OSMIS Technical Specification
Database Specification
3.1 Design Overview
The database design is based on a traditional entity-relational model.
Some effort was put into developing a design that would be easy to add
to, and modify for use in non-South African countries. However, there
is clearly a trade-off with a heavily generalised design, with respect
to ease of use and development. A design that is very general may
become difficult to work with and understand, and is also likely to
incur higher computational overheads. On the other hand a very
specific design may be fast and easy to work with, but difficult to
add to later.
The compromise chosen applies the following principles:
- Abstract out some of the data common to all countries - for
example the concepts of grades, promotion decisions, languages,
people and schools
- Group data that is very country-specific into separate tables
- Do not enforce strict constraints on the data, so that in cases
where the data is not meaningful, it can simply be ignored. Thus the
business logic is left to the software.
- Use incremental integer IDs as primary keys for every
table. This avoids placing strong constraints on the data.
Some Implementation Notes
- Database tables are specified as either containing static
data or read-write data. In the former case, the tables are
populated with data when the system is installed and are never updated
by the system (they may be updated administratively if the static data
needs to be changed). In the latter case, the tables hold normal
transactional data and may be read from and written to.

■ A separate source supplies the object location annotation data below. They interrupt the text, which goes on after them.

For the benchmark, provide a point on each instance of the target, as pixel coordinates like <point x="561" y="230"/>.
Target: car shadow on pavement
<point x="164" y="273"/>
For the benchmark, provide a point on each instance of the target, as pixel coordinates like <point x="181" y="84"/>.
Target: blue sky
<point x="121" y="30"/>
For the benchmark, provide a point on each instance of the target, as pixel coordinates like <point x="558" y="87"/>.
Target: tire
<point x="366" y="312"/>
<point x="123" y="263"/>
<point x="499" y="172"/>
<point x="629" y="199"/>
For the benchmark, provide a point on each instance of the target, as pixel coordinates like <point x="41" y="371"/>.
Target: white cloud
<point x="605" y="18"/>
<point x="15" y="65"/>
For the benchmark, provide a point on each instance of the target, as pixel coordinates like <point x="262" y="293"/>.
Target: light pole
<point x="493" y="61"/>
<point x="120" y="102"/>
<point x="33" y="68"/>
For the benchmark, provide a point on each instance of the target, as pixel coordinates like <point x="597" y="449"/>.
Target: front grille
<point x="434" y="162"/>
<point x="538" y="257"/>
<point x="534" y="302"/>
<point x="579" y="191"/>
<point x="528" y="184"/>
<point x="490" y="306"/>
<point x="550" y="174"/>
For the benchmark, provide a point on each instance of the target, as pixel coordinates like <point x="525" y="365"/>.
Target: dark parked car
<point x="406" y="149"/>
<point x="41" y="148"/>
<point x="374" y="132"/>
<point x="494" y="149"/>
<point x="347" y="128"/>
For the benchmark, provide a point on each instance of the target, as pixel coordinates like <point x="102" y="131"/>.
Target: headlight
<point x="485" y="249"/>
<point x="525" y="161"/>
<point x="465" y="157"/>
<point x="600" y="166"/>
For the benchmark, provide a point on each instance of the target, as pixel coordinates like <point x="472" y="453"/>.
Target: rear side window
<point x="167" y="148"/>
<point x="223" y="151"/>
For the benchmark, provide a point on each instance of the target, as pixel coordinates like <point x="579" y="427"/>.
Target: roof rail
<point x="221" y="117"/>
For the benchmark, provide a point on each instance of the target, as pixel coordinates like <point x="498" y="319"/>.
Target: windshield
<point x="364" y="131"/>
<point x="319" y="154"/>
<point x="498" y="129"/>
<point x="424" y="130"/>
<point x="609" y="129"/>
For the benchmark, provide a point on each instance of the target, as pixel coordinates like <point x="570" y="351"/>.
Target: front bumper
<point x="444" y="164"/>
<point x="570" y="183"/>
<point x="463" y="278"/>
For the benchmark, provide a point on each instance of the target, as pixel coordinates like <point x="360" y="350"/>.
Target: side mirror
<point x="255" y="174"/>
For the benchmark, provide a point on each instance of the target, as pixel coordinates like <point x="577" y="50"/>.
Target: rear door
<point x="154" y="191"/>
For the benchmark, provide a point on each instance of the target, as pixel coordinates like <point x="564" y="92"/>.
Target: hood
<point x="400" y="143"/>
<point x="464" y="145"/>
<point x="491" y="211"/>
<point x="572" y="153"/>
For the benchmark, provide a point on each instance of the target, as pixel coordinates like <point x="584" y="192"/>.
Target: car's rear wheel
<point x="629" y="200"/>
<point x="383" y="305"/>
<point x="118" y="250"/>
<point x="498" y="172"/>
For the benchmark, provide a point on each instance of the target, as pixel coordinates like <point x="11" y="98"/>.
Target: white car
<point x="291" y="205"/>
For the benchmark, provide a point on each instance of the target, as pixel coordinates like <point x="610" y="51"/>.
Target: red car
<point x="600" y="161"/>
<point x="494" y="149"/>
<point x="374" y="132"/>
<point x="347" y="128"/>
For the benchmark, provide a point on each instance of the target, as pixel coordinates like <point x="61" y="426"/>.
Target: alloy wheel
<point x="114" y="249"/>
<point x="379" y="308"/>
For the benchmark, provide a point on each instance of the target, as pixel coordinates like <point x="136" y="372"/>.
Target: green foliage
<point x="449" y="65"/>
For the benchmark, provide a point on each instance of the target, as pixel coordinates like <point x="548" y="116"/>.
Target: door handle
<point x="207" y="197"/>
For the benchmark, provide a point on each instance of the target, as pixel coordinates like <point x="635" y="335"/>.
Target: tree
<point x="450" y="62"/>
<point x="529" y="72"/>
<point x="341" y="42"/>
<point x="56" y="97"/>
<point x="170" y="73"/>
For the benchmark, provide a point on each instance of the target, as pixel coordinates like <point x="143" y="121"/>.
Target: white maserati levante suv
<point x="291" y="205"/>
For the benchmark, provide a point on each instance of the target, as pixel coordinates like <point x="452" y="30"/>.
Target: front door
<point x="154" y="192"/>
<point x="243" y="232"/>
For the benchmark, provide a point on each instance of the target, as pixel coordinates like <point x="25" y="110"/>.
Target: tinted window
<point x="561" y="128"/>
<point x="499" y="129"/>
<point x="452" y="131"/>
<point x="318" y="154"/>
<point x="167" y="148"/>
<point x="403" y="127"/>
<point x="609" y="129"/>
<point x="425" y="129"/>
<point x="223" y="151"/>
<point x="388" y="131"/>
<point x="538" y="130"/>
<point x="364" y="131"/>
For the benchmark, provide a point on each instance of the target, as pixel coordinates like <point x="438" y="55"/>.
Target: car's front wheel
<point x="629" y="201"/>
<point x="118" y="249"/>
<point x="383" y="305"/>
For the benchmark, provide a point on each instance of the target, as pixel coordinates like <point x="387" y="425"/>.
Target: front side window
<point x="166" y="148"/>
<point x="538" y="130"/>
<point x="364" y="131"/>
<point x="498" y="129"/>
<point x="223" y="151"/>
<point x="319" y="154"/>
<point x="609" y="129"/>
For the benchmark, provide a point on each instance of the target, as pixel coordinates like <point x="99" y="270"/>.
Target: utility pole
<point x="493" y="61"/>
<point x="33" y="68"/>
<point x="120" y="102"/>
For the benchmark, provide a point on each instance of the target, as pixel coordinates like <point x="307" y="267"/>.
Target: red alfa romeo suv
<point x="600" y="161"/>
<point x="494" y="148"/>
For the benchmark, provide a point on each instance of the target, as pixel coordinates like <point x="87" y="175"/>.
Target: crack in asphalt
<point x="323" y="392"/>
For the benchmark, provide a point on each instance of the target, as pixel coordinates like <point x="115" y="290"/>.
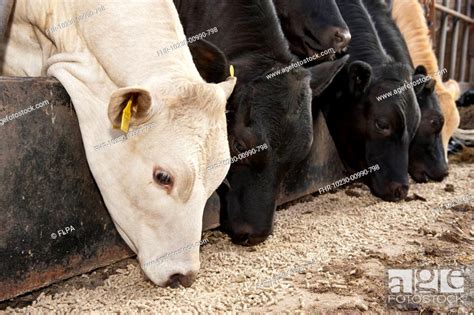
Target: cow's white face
<point x="158" y="182"/>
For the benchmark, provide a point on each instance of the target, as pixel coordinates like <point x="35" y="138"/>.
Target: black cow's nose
<point x="440" y="175"/>
<point x="248" y="239"/>
<point x="399" y="191"/>
<point x="341" y="38"/>
<point x="179" y="279"/>
<point x="246" y="235"/>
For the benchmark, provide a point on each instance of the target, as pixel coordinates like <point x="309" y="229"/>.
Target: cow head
<point x="312" y="26"/>
<point x="274" y="112"/>
<point x="156" y="183"/>
<point x="369" y="130"/>
<point x="427" y="158"/>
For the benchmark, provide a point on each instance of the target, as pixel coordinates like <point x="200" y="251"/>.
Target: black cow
<point x="426" y="157"/>
<point x="312" y="26"/>
<point x="366" y="129"/>
<point x="262" y="110"/>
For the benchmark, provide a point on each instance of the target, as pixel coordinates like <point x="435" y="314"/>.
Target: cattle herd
<point x="156" y="185"/>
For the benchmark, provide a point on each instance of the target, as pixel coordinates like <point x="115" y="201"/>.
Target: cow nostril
<point x="401" y="192"/>
<point x="179" y="279"/>
<point x="249" y="239"/>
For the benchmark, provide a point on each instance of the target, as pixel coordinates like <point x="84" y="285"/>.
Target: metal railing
<point x="451" y="24"/>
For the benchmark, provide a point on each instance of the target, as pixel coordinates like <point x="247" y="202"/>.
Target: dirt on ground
<point x="329" y="254"/>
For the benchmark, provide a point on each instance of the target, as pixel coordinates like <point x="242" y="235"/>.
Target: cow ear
<point x="418" y="88"/>
<point x="141" y="105"/>
<point x="210" y="61"/>
<point x="228" y="86"/>
<point x="360" y="76"/>
<point x="323" y="74"/>
<point x="421" y="70"/>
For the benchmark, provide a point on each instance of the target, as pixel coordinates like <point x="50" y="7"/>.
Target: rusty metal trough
<point x="54" y="224"/>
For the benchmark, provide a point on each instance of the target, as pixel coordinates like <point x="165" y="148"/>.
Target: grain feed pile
<point x="327" y="253"/>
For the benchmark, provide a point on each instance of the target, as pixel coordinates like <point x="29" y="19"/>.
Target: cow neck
<point x="365" y="44"/>
<point x="263" y="38"/>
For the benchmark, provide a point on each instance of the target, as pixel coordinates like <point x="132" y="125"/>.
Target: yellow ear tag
<point x="126" y="115"/>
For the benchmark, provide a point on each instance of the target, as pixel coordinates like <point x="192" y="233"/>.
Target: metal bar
<point x="449" y="11"/>
<point x="454" y="40"/>
<point x="443" y="36"/>
<point x="465" y="44"/>
<point x="432" y="21"/>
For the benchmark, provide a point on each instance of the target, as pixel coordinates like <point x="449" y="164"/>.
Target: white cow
<point x="154" y="185"/>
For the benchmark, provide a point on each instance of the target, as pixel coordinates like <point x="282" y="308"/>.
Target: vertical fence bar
<point x="455" y="40"/>
<point x="465" y="44"/>
<point x="443" y="35"/>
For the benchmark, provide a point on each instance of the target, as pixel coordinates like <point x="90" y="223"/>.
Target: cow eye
<point x="163" y="178"/>
<point x="437" y="124"/>
<point x="382" y="125"/>
<point x="239" y="148"/>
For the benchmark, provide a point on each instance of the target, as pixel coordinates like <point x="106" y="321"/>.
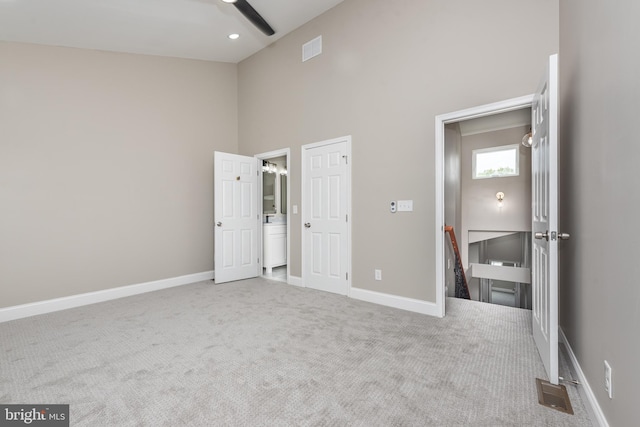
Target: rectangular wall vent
<point x="312" y="48"/>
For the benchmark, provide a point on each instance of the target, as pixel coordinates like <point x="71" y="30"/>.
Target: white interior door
<point x="325" y="208"/>
<point x="544" y="113"/>
<point x="236" y="217"/>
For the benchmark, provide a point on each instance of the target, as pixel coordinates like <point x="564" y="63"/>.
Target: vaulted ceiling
<point x="196" y="29"/>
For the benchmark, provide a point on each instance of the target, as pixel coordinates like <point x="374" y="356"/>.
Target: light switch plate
<point x="405" y="205"/>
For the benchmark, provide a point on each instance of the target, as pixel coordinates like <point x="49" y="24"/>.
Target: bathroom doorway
<point x="274" y="202"/>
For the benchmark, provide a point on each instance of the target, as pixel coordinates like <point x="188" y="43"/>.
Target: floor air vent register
<point x="553" y="396"/>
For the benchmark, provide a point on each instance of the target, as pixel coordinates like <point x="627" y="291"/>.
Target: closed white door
<point x="544" y="153"/>
<point x="236" y="217"/>
<point x="325" y="208"/>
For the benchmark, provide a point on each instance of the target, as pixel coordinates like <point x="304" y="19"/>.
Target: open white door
<point x="236" y="217"/>
<point x="325" y="208"/>
<point x="544" y="195"/>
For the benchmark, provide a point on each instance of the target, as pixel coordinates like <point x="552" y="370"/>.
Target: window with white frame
<point x="496" y="162"/>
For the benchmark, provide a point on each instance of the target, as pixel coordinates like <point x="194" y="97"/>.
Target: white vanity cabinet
<point x="274" y="246"/>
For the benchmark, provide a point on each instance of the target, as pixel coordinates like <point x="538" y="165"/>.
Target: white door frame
<point x="349" y="159"/>
<point x="266" y="156"/>
<point x="441" y="121"/>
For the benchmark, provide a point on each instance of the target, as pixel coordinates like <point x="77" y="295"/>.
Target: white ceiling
<point x="194" y="29"/>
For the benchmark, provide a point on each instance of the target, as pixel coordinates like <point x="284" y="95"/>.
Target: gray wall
<point x="599" y="198"/>
<point x="384" y="74"/>
<point x="106" y="168"/>
<point x="452" y="202"/>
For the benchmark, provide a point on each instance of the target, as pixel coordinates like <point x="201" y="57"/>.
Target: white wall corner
<point x="584" y="389"/>
<point x="403" y="303"/>
<point x="57" y="304"/>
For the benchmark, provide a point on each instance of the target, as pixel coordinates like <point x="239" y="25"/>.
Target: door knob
<point x="540" y="235"/>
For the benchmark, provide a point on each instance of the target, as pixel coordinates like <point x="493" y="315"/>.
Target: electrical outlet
<point x="608" y="386"/>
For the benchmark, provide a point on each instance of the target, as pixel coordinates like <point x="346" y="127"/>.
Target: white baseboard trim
<point x="48" y="306"/>
<point x="587" y="393"/>
<point x="403" y="303"/>
<point x="295" y="281"/>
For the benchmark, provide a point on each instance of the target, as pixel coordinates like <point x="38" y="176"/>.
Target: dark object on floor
<point x="553" y="396"/>
<point x="462" y="291"/>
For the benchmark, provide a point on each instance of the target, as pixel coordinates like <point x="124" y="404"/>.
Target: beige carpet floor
<point x="263" y="353"/>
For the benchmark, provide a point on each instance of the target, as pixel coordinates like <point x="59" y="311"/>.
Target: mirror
<point x="268" y="193"/>
<point x="283" y="194"/>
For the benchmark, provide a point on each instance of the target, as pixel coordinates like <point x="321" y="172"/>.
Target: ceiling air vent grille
<point x="312" y="48"/>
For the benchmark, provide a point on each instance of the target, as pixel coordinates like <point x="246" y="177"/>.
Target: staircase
<point x="462" y="289"/>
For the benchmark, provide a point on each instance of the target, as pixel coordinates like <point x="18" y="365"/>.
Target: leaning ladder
<point x="462" y="289"/>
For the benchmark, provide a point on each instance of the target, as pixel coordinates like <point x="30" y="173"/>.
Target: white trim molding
<point x="584" y="388"/>
<point x="441" y="121"/>
<point x="57" y="304"/>
<point x="403" y="303"/>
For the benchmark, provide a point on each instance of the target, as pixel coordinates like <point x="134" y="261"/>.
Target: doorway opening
<point x="484" y="217"/>
<point x="274" y="209"/>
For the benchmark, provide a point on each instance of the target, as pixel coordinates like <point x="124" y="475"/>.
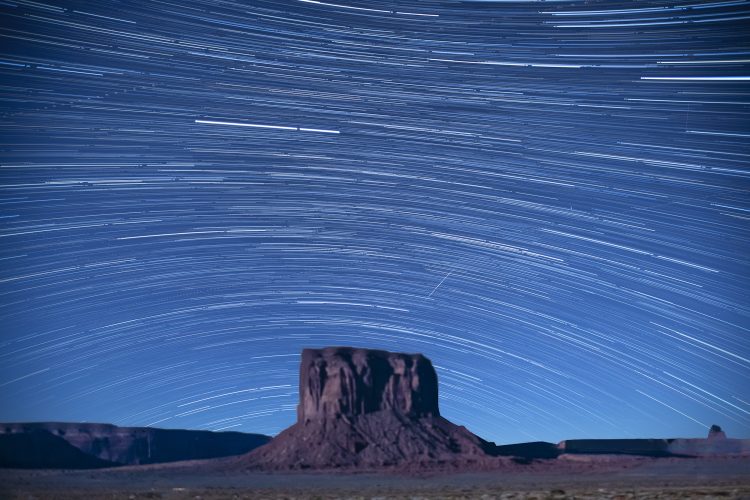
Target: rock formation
<point x="84" y="445"/>
<point x="715" y="432"/>
<point x="367" y="408"/>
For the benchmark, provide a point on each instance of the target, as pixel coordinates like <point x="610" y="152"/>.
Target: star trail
<point x="547" y="199"/>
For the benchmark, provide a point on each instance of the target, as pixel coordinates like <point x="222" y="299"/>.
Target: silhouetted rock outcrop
<point x="40" y="449"/>
<point x="367" y="408"/>
<point x="83" y="445"/>
<point x="715" y="432"/>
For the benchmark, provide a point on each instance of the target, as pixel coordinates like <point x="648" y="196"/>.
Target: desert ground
<point x="567" y="477"/>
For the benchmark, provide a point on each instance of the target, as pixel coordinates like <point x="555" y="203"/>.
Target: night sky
<point x="547" y="199"/>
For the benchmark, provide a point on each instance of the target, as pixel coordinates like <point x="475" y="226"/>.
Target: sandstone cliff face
<point x="341" y="381"/>
<point x="367" y="408"/>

- The naming convention <tablename>PA has been used to
name tables that contain data relevant to a specific academic
year. PA stands for per annum.
- There is no direct link from learners to educators. Thus to
represent the concept of registration classes and/or class teacher, a
subject called Registration should be created. Then each class
educator should be allocated a registration subject and the
corresponding learners should be allocated that subject if they belong
to the educator's class.
- The concept of subject levels (i.e. HG, SG, LG, OG) is still an
outstanding issue. Currently it is implemented at the learner
level. That is, an educator teaches a particular subject (with no
regard for subject level) and the learners that take that subject,
take it at a specific subject level. How well this maps to
the real world still needs to be determined.